The commercial private sector has a total of 2,652 facilities.  These include healthcare facilities, medical distributors, pharmaceutical manufacturers, health insurance, health management advisory and training institutions.  The non-commercial private sector is divided into faith-based facilities (FBO) and non-governmental (NGO) healthcare facilities.  Faith-based are run by religious institutions and the total is 881 while the NGO facilities total 306.  They include mission health facilities (hospitals, clinics, and dispensaries), medical schools and faith-based pharmaceutical supply agency.
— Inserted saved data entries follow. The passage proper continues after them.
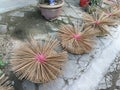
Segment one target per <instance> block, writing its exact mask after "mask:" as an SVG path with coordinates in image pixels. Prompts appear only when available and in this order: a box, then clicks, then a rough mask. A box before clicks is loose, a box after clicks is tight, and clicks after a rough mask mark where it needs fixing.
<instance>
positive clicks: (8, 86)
mask: <svg viewBox="0 0 120 90" xmlns="http://www.w3.org/2000/svg"><path fill="white" fill-rule="evenodd" d="M0 90H14V89H13V87H12V86H11V85H10V82H9V81H8V78H7V77H5V75H4V74H3V75H2V76H1V77H0Z"/></svg>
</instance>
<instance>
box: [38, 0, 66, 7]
mask: <svg viewBox="0 0 120 90" xmlns="http://www.w3.org/2000/svg"><path fill="white" fill-rule="evenodd" d="M63 5H64V0H62V3H60V4H57V5H46V4H38V7H40V8H58V7H62V6H63Z"/></svg>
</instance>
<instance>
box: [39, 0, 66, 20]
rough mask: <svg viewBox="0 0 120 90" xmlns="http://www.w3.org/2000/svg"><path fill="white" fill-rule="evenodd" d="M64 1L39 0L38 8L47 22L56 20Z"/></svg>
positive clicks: (61, 9)
mask: <svg viewBox="0 0 120 90" xmlns="http://www.w3.org/2000/svg"><path fill="white" fill-rule="evenodd" d="M63 5H64V0H39V4H38V7H39V9H40V11H41V14H42V16H44V17H45V18H46V19H47V20H54V19H56V18H57V17H58V16H59V15H60V13H61V10H62V6H63Z"/></svg>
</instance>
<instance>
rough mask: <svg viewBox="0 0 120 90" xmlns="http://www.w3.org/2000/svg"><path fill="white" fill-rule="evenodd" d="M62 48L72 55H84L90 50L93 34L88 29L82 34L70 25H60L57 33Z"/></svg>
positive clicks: (91, 47)
mask: <svg viewBox="0 0 120 90" xmlns="http://www.w3.org/2000/svg"><path fill="white" fill-rule="evenodd" d="M58 36H59V38H60V39H61V44H62V47H63V48H64V49H65V50H67V51H69V52H71V53H74V54H84V53H88V52H89V51H91V50H92V47H93V45H94V44H95V43H94V41H93V37H94V36H95V32H91V30H90V29H88V30H85V31H83V32H81V31H79V30H78V28H75V27H73V26H71V25H61V27H60V30H59V32H58Z"/></svg>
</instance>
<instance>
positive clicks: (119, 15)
mask: <svg viewBox="0 0 120 90" xmlns="http://www.w3.org/2000/svg"><path fill="white" fill-rule="evenodd" d="M97 11H100V13H103V12H104V14H105V15H106V16H107V17H110V18H112V19H116V18H117V17H120V8H119V9H118V8H116V7H115V6H109V7H105V8H102V9H101V10H97Z"/></svg>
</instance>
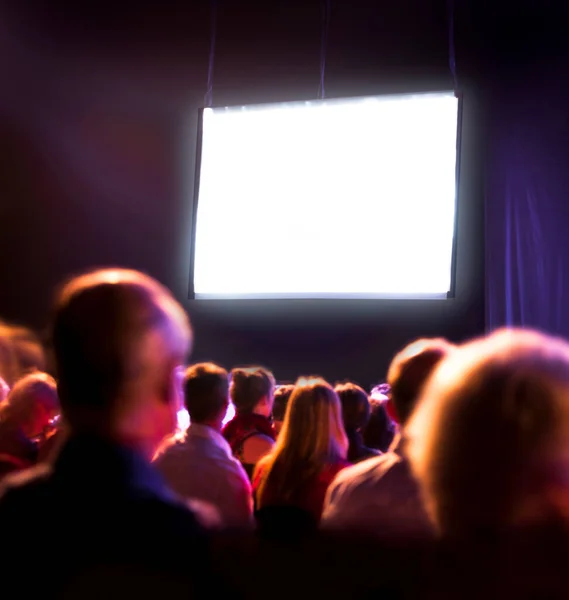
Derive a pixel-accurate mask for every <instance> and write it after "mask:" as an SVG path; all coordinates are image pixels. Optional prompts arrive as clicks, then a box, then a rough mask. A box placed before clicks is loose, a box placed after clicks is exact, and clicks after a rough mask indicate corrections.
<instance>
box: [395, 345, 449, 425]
mask: <svg viewBox="0 0 569 600" xmlns="http://www.w3.org/2000/svg"><path fill="white" fill-rule="evenodd" d="M453 348H454V346H453V345H452V344H450V343H449V342H447V341H446V340H444V339H441V338H434V339H428V338H422V339H419V340H416V341H415V342H413V343H411V344H409V345H408V346H406V347H405V348H404V349H403V350H402V351H401V352H399V353H398V354H397V355H396V356H395V358H394V359H393V361H392V362H391V365H390V366H389V370H388V372H387V382H388V384H389V387H390V393H391V402H392V403H393V408H394V409H395V413H396V415H397V420H398V421H399V423H400V424H401V425H403V424H405V423H406V422H407V420H408V419H409V417H410V416H411V413H412V412H413V410H414V408H415V405H416V403H417V400H418V399H419V396H420V394H421V390H422V388H423V386H424V385H425V383H426V381H427V380H428V378H429V377H430V375H431V374H432V373H433V371H434V369H435V367H436V366H437V365H438V364H439V363H440V361H441V360H442V359H443V358H445V357H446V356H447V355H448V354H449V352H450V351H451V350H452V349H453Z"/></svg>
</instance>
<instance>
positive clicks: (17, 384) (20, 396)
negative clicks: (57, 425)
mask: <svg viewBox="0 0 569 600" xmlns="http://www.w3.org/2000/svg"><path fill="white" fill-rule="evenodd" d="M59 410H60V409H59V399H58V397H57V386H56V384H55V380H54V379H53V377H51V376H50V375H47V374H46V373H35V374H33V375H27V376H26V377H24V378H22V379H20V380H19V381H18V382H17V383H16V385H14V387H13V388H12V390H11V391H10V392H9V393H8V395H7V397H6V399H5V400H4V401H3V402H2V403H1V404H0V478H1V477H3V476H5V475H7V474H8V473H12V472H14V471H19V470H22V469H25V468H27V467H31V466H32V465H34V464H35V463H36V462H37V460H38V456H39V452H40V448H41V446H42V444H43V443H44V442H45V439H46V438H47V436H48V435H49V434H50V433H51V429H52V428H53V421H54V419H55V418H56V417H57V416H58V415H59Z"/></svg>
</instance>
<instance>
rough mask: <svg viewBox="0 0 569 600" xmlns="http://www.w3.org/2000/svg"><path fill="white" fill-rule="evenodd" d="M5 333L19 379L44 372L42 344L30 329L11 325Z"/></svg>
mask: <svg viewBox="0 0 569 600" xmlns="http://www.w3.org/2000/svg"><path fill="white" fill-rule="evenodd" d="M7 333H8V336H9V338H10V340H11V342H12V347H13V348H14V354H15V356H16V360H17V362H18V375H19V377H22V376H23V375H26V374H28V373H34V372H35V371H45V370H46V368H47V361H46V357H45V352H44V349H43V346H42V343H41V341H40V339H39V338H38V336H37V335H36V334H35V333H34V332H33V331H32V330H31V329H28V328H27V327H21V326H16V325H12V326H9V327H8V331H7Z"/></svg>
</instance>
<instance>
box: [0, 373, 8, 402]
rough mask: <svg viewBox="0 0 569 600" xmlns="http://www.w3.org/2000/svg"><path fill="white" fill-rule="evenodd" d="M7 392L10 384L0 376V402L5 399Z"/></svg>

The public health sector is funded by the national treasury to address the population’s demand for and access to relevant health services. For the past five years, the government has actively restructured and expanded the National Hospital Insurance Fund (NHIF).

What journalists should do

  1. Find out why citizens seeking medical care often bypass primary care facilities and seek care directly at referral care hospitals
  2. Find out whether the Kenya Health Sector Referral Strategy 2014 -2030 is being fully implemented and/or challenges being faced to implement it
  3. Find out the barriers that hinder effective referral systems in Kenya
  4. Find out whether sub-county hospitals do create awareness of the services they offer which should be known to all Kenyans.